I'm not the best with transition. I've was diagnosed with an anxiety disorder when I was in 3rd grade, and transition has always been a trigger. I have seen evidence of God in His work within my disorder. I went from a girl who couldn't sleep over at friend's houses as a child to a girl who spent 5 months halfway across the world. I never thought it would happen. I still get anxious and even have medication, but God has done things I never could have done alone.

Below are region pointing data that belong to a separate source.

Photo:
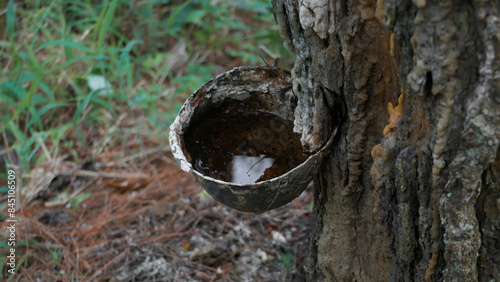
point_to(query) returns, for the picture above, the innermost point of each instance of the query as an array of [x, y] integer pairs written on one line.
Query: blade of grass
[[40, 24], [43, 110], [11, 17], [65, 44], [106, 23]]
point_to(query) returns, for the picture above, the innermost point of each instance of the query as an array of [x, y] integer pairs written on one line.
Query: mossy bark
[[411, 189]]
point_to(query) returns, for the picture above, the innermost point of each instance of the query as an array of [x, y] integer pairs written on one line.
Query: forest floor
[[144, 219], [88, 90]]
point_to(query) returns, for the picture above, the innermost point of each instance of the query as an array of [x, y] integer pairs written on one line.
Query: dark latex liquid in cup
[[234, 145]]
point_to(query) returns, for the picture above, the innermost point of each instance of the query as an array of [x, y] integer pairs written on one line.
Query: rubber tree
[[410, 190]]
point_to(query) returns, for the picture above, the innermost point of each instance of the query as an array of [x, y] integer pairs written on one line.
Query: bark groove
[[411, 189]]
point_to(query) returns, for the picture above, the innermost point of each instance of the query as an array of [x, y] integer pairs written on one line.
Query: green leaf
[[43, 110], [11, 17], [106, 23], [64, 43], [195, 16]]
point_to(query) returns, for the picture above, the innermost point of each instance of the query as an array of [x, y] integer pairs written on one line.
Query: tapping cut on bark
[[410, 199]]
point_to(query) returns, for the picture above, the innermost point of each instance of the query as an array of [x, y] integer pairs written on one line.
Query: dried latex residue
[[395, 113]]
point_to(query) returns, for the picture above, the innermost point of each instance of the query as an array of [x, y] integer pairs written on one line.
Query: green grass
[[73, 67]]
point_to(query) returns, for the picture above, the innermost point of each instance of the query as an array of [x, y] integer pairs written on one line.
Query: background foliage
[[74, 67]]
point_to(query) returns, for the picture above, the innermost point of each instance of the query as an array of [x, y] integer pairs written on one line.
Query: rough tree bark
[[411, 190]]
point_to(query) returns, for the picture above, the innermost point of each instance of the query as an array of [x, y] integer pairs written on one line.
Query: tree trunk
[[411, 189]]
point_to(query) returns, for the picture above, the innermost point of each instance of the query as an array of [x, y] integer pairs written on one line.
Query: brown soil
[[153, 224]]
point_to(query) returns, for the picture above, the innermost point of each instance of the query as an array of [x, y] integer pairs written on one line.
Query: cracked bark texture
[[409, 192]]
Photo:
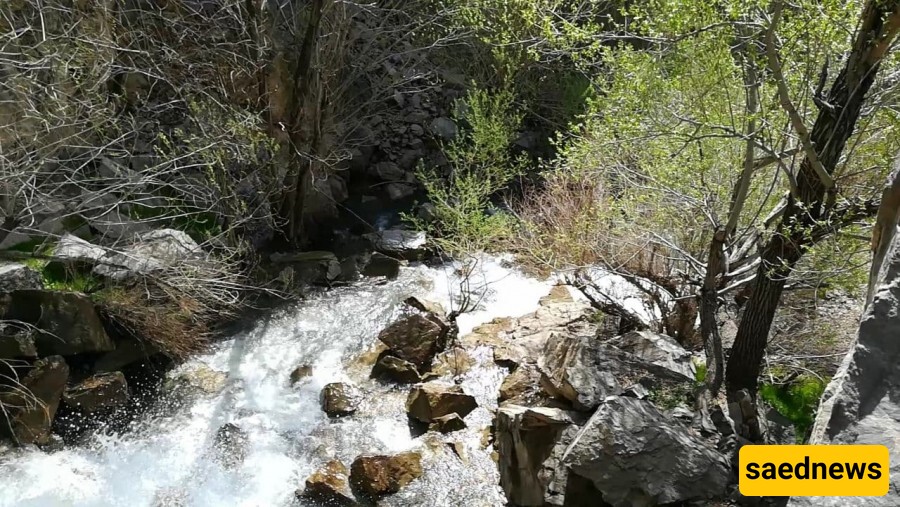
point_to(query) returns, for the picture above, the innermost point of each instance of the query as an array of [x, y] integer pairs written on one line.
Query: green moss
[[796, 401]]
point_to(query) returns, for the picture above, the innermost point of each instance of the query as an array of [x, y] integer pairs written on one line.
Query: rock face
[[584, 371], [634, 456], [526, 438], [329, 485], [31, 415], [396, 369], [104, 390], [67, 322], [657, 349], [339, 399], [430, 401], [375, 476], [15, 276], [416, 338], [861, 405]]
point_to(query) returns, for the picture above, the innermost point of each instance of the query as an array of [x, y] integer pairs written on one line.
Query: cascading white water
[[167, 459]]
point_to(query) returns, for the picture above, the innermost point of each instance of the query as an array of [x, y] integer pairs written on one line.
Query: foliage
[[797, 401]]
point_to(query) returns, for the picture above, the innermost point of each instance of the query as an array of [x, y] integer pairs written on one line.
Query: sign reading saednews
[[814, 470]]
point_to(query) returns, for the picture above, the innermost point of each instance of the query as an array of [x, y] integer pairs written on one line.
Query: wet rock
[[15, 276], [584, 371], [329, 485], [301, 372], [525, 440], [430, 401], [396, 369], [627, 442], [196, 379], [16, 343], [657, 349], [231, 445], [381, 265], [375, 476], [30, 411], [66, 322], [448, 424], [415, 338], [339, 399], [104, 390]]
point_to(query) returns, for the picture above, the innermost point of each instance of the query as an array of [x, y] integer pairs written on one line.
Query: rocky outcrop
[[101, 391], [584, 371], [433, 400], [860, 404], [374, 476], [329, 485], [66, 323], [525, 440], [15, 276], [30, 410], [635, 456], [416, 338], [395, 369], [339, 399]]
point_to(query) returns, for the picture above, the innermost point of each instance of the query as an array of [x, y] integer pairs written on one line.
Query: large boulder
[[416, 338], [28, 412], [861, 404], [329, 485], [526, 440], [66, 322], [339, 399], [658, 349], [374, 476], [430, 401], [101, 391], [634, 456], [584, 371], [15, 276]]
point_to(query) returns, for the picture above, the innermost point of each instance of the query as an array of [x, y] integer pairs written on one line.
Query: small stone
[[339, 399], [375, 476], [301, 372], [448, 424]]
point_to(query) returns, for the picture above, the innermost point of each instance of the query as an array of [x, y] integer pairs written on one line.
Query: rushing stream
[[168, 457]]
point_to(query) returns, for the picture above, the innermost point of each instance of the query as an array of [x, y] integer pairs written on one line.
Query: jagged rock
[[396, 369], [584, 371], [862, 402], [658, 349], [448, 423], [66, 322], [16, 343], [316, 267], [231, 445], [15, 276], [375, 476], [104, 390], [151, 251], [329, 485], [444, 128], [29, 413], [381, 265], [429, 401], [525, 440], [128, 351], [634, 456], [301, 372], [522, 386], [339, 399], [196, 379], [415, 338]]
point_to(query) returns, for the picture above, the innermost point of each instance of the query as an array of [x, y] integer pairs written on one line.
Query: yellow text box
[[814, 470]]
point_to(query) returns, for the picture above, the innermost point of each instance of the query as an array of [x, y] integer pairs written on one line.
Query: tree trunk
[[838, 114]]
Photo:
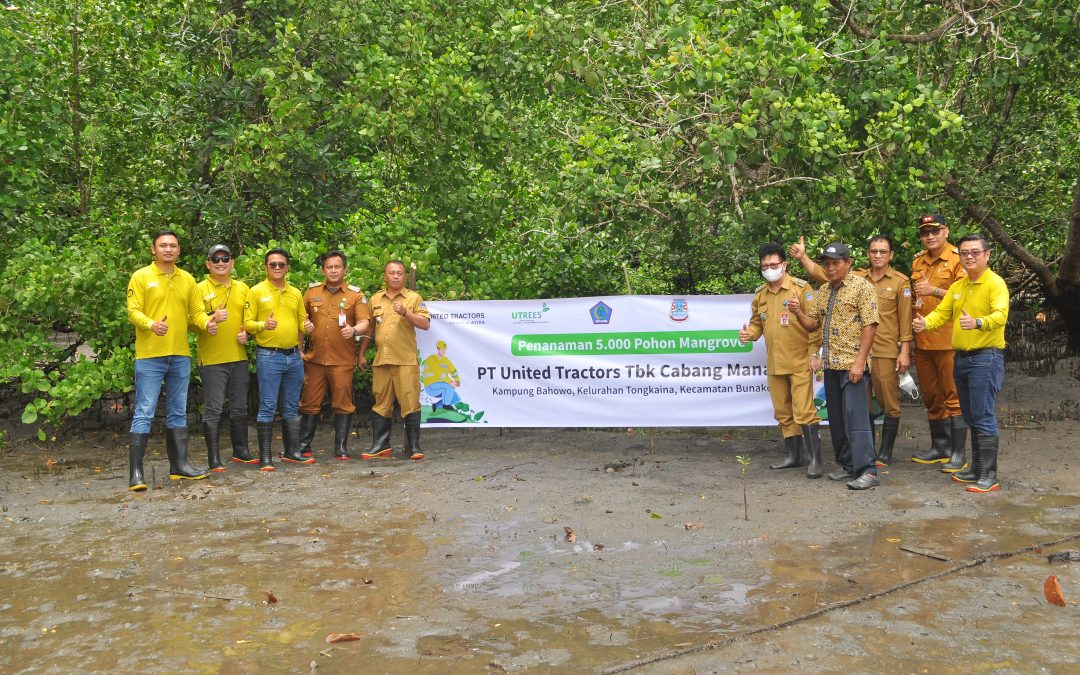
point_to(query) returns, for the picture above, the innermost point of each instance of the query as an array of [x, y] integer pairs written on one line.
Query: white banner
[[619, 361]]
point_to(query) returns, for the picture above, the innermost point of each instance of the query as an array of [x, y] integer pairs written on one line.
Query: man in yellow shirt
[[223, 359], [161, 302], [396, 312], [441, 379], [275, 315], [977, 309]]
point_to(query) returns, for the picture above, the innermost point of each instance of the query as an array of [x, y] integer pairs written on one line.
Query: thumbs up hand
[[918, 324]]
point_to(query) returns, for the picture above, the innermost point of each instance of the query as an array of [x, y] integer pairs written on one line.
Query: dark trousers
[[223, 379], [849, 422]]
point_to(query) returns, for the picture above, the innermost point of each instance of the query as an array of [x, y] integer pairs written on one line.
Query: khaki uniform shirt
[[331, 310], [943, 271], [286, 305], [153, 295], [787, 346], [221, 348], [894, 312], [394, 336], [841, 327]]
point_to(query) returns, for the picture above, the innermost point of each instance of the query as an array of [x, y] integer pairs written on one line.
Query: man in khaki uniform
[[788, 348], [894, 316], [396, 313], [933, 271], [339, 313]]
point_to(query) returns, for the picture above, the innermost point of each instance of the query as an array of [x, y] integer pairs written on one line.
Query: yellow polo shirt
[[986, 298], [153, 295], [221, 348], [286, 305]]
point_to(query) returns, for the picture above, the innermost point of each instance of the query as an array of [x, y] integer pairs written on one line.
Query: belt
[[281, 350], [975, 352]]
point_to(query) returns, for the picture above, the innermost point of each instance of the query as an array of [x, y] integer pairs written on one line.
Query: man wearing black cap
[[846, 310], [933, 270], [223, 358]]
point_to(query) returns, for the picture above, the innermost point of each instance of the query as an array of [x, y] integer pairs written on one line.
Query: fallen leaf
[[342, 637], [1052, 589]]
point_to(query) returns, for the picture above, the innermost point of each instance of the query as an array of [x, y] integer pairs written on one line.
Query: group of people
[[947, 320], [305, 343]]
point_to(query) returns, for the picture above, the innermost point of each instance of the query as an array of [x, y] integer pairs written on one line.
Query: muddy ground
[[461, 564]]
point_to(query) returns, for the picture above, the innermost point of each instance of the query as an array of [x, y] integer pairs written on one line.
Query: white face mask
[[772, 275]]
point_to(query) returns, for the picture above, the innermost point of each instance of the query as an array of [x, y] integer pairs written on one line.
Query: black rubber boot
[[940, 447], [238, 433], [341, 426], [213, 449], [308, 423], [794, 447], [811, 437], [380, 437], [291, 437], [959, 443], [889, 428], [413, 436], [986, 466], [265, 430], [969, 474], [136, 450], [176, 446]]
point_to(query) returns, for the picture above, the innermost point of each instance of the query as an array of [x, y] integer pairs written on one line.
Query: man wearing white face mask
[[788, 351]]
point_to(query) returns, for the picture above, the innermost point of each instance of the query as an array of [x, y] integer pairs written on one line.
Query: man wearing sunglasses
[[933, 270], [275, 315], [223, 358], [161, 304], [977, 309]]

All the transitioning that has happened in the last few months going to and returning from Australia, going back to school, getting married, moving, graduating early...there is so much unknown in the future. Caleb and I still don't even know where we're going to live. It's a neat thing, trusting God.

It's one thing to trust God with your future. It's another to trust Him with the present, too.

So I'm taking it day by day. Not coasting on the spirit of adrenaline, but rather active in prayer, and asking that He'd prepare a place for us, and not just on this earth. I'm finding myself "growing up", but not being sure when it happened. Surely hindsight is 20/20, but I feel like the fog of my foresight is lifting just a little. I'm learning to not only recognize, but mourn and joy over the different seasons of life. Some seasons that find others I pray never find me. But I'm learning to live right now, instead of live for whatever my next destination is. I used to have a habit of always wanting the next stage of my life and simply existing through until I got there. I'm learning to love to live in each day.

I suppose there really is a simpler beauty hidden in life. It's called living.